I remember exactly where I was on September 11, 2001. I was at school. That morning we had a special breakfast for parents and teachers. I remember sitting at the table with my dad. A friend of his walked up to him and said, “They just flew a plane into the World Trade Center”. That had come from Buck Rogers, a long time friend of my dad’s and my brother’s soccer coach. It was 2001, cell phones were much simpler, but Buck got news reports on his phone. We were all shocked. I got a little tense, but kept eating. Then everyone around starting chatting about it. Mothers were worried, teachers were crying.
Some began thinking about the possibility of them attacking Charleston. I remember one teacher saying that Charleston was a pretty important Air base and it would be possible that they might attack us. I didn’t know what to think. People were frantic. We went back into math class and Mrs. Beers turned on the TV. We watched for a few minutes. We tried to go on with the day but we just couldn’t. I still remember the looks on teachers’ faces. Absolute despotism. I remember my social studies teacher remained worried throughout the entire day. She had this bewildered, scared look on her face. We were all so sad. But later, she led a movement out of the ashes.

The next thing I remember that involved 9/11 was the planning of a trip to New York. It was like madness, but in a good way. All of a sudden parents, teachers, and students were wanting to go to New York and do something for the families of the firemen who gave their lives. Our brave social studies teacher, found a firehouse who lost 8 men in the attacks, Ladder Co 118. We started raising money, putting on coat drives. Instead of trick or treating on Halloween, we went around asking for canned goods and clothes to take to the families. We found a tour bus company that donated buses to take us up there. We found hotels that gave us free rooms to stay in along the way. It was amazing. People were working together to do something good, and we had received blessing all along the way.

On the drive up, my best friend AC got interviewed by the local news station who went with us. Later on the trip, the folks from Channel One News (a student oriented news service) met up with us. I remember sitting by Janet Choi, one of the newscasters. She was interviewing us and asking us questions. It seemed that the world was amazed that 14 year old middle schoolers would want to go help families in New York.

I remember being in New York. It was such a quick trip. I think we were only in the city for one night before we went back. We took food, clothes, and toys to the families of 8 men who gave their lives on that day.
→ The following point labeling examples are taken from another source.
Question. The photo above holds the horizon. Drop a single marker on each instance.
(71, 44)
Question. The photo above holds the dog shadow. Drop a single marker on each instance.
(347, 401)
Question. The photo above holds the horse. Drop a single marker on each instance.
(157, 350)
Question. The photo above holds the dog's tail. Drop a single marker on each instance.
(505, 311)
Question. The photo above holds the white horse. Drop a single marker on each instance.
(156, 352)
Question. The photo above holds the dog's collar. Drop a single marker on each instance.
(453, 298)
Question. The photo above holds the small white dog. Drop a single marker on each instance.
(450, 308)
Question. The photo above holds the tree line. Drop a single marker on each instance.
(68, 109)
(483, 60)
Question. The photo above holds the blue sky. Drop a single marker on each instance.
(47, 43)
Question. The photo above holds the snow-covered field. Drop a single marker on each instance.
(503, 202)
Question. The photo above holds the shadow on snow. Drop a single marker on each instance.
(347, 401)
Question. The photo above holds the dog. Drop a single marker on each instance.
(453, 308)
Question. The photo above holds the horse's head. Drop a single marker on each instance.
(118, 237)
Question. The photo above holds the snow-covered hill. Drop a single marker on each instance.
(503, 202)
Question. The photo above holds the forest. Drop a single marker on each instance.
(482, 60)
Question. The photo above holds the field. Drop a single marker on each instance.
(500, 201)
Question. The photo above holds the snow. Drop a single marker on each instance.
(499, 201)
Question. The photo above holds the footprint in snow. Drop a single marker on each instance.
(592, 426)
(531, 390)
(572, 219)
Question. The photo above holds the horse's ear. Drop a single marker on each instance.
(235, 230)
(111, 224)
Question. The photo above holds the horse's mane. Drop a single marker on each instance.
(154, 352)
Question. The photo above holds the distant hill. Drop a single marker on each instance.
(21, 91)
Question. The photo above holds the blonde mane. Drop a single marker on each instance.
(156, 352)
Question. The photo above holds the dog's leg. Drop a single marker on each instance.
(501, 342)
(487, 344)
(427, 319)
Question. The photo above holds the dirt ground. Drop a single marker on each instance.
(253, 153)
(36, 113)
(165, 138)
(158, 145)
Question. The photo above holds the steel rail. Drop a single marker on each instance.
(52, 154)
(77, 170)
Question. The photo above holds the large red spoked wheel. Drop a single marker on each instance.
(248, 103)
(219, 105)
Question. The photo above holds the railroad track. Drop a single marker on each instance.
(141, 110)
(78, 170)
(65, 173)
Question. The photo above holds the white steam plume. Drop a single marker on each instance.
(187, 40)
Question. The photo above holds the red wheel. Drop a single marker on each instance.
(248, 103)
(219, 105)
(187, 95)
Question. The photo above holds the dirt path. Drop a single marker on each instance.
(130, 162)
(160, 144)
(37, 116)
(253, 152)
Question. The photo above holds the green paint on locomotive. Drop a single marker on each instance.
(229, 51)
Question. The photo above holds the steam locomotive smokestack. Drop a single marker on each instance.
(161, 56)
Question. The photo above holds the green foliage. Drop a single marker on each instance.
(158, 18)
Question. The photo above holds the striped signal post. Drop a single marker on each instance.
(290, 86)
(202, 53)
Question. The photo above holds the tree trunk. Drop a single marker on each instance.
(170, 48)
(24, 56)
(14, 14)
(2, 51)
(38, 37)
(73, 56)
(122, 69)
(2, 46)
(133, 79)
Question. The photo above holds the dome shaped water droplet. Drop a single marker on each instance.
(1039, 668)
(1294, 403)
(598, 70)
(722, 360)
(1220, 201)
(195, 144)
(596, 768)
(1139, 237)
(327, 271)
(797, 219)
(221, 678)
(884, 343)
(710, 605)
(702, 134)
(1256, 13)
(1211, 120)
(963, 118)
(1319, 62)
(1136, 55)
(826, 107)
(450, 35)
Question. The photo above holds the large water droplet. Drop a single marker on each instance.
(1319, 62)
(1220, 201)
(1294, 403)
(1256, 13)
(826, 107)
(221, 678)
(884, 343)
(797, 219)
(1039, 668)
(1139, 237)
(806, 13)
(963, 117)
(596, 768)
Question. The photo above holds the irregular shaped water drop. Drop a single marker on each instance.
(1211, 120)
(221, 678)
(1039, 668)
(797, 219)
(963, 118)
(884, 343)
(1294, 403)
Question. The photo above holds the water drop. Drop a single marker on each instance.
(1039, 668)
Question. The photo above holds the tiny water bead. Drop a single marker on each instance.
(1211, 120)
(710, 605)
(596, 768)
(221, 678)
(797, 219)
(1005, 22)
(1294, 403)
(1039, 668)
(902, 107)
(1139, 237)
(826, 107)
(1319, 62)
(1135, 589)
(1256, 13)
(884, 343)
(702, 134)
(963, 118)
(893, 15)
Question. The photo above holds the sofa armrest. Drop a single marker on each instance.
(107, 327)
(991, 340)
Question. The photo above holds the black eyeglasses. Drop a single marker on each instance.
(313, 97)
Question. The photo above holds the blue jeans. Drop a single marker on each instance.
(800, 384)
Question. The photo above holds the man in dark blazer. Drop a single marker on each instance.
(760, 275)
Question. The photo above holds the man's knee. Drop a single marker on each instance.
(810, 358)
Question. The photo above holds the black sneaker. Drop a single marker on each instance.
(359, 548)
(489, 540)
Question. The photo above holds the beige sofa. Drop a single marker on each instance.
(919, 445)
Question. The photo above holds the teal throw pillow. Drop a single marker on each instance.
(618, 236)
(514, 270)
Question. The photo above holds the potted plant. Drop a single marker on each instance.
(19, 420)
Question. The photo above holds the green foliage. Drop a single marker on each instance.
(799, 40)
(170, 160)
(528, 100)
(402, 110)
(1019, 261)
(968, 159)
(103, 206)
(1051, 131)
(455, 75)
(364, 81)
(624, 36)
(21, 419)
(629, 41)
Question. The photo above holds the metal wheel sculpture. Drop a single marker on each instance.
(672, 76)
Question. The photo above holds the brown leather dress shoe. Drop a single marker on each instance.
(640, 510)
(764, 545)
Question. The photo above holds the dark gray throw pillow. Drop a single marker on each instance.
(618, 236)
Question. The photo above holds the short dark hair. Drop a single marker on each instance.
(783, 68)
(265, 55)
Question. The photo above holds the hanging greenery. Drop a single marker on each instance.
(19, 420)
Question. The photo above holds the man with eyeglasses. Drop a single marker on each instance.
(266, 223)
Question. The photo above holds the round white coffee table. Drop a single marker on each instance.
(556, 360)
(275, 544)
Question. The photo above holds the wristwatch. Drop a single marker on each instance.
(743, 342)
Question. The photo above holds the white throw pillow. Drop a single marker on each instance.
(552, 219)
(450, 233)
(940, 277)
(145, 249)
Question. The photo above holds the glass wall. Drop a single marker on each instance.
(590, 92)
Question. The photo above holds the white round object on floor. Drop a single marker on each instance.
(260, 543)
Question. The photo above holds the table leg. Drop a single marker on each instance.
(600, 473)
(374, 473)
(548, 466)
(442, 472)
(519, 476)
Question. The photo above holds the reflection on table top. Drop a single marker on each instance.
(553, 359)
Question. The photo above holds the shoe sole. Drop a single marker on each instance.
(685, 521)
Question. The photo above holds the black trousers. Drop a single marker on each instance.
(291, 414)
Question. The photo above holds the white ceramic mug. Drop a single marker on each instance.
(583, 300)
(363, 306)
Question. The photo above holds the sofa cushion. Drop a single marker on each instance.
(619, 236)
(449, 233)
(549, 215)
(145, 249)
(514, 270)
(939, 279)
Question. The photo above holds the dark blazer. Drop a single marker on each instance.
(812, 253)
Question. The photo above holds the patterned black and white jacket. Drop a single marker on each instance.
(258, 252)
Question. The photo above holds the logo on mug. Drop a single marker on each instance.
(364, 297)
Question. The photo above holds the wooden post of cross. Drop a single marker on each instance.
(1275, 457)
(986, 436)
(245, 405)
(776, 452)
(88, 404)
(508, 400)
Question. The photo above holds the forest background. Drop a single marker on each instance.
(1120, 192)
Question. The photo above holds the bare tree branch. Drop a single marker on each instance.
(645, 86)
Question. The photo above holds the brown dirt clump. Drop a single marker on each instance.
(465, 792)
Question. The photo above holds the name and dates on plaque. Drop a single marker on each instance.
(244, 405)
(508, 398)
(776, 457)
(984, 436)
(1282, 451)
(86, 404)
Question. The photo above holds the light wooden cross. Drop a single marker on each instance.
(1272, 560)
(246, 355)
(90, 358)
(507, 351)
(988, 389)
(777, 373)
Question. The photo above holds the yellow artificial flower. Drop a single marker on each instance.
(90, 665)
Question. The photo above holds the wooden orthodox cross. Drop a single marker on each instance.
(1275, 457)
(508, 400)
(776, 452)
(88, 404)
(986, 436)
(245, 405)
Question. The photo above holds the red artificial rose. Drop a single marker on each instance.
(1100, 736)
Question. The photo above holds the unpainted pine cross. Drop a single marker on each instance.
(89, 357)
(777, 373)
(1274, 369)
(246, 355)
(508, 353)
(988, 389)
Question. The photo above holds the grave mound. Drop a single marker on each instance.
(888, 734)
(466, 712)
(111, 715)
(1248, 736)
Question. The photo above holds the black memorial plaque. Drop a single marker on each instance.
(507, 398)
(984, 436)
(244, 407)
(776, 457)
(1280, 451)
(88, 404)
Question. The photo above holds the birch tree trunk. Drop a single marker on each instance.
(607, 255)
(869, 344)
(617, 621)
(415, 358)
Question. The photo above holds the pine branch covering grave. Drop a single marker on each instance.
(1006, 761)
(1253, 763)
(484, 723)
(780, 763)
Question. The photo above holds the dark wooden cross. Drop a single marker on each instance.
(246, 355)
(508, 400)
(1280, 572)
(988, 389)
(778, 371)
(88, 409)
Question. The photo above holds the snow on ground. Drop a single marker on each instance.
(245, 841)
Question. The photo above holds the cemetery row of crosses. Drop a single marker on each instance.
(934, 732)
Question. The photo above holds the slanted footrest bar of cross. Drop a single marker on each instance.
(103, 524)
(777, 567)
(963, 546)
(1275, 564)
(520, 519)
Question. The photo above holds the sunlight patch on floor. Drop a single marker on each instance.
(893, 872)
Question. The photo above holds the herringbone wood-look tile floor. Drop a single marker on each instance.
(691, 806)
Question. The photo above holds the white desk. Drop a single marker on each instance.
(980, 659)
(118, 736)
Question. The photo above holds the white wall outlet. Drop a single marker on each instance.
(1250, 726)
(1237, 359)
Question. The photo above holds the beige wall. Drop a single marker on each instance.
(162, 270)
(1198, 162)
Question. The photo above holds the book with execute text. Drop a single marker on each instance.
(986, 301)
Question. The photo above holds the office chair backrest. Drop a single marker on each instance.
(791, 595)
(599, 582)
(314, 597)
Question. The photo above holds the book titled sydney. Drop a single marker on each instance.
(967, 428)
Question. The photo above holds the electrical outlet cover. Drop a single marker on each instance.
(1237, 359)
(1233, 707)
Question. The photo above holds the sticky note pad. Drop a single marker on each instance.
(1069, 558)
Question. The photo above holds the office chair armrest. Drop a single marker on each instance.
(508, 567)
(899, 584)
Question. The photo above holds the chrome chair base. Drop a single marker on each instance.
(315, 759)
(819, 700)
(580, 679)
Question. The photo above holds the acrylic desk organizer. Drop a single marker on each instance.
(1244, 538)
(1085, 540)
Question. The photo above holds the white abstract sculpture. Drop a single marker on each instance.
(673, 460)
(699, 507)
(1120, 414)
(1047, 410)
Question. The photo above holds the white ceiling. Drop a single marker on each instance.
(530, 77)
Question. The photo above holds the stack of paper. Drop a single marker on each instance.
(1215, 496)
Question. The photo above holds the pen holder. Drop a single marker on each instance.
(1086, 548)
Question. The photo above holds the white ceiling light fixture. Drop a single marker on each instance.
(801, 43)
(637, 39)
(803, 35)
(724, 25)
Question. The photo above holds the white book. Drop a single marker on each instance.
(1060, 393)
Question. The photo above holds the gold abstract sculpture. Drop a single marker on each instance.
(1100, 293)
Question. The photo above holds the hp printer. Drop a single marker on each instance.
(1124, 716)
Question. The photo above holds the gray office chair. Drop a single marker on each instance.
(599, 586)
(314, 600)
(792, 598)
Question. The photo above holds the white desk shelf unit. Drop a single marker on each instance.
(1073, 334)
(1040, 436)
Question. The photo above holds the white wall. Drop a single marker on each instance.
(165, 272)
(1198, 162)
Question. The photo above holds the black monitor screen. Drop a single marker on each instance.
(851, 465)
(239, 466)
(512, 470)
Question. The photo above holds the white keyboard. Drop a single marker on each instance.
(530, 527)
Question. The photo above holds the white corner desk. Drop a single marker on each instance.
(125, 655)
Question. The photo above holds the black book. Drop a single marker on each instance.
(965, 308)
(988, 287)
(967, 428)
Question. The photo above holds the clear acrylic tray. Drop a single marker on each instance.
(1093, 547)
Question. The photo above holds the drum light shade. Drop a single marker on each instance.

Later that night we had a barbecue at Ladder 118. There were lots of people there. I got to slide down the fire pole. That was fun. As we were all leaving, my friend AC, myself, and some others were carrying food to a woman’s car. Her husband was one of the eight. I remember placing the bags down in the car and as soon as I looked up she bombarded me with a hug. She was sobbing, and could only say ‘Thank you’. That was worth the whole trip.

They called us “Santas from the South” and as I recall, they named that day after us in the city. I don’t know if everyone there still remembers us and the things we did, but I know that we made a difference in the lives of a few. That was well worth it.

A few years later, I would go on to learn about servant leadership in IMPACT 360’s nine month program, something God had already placed in my heart, using that trip to New York to warm my heart to His guidance.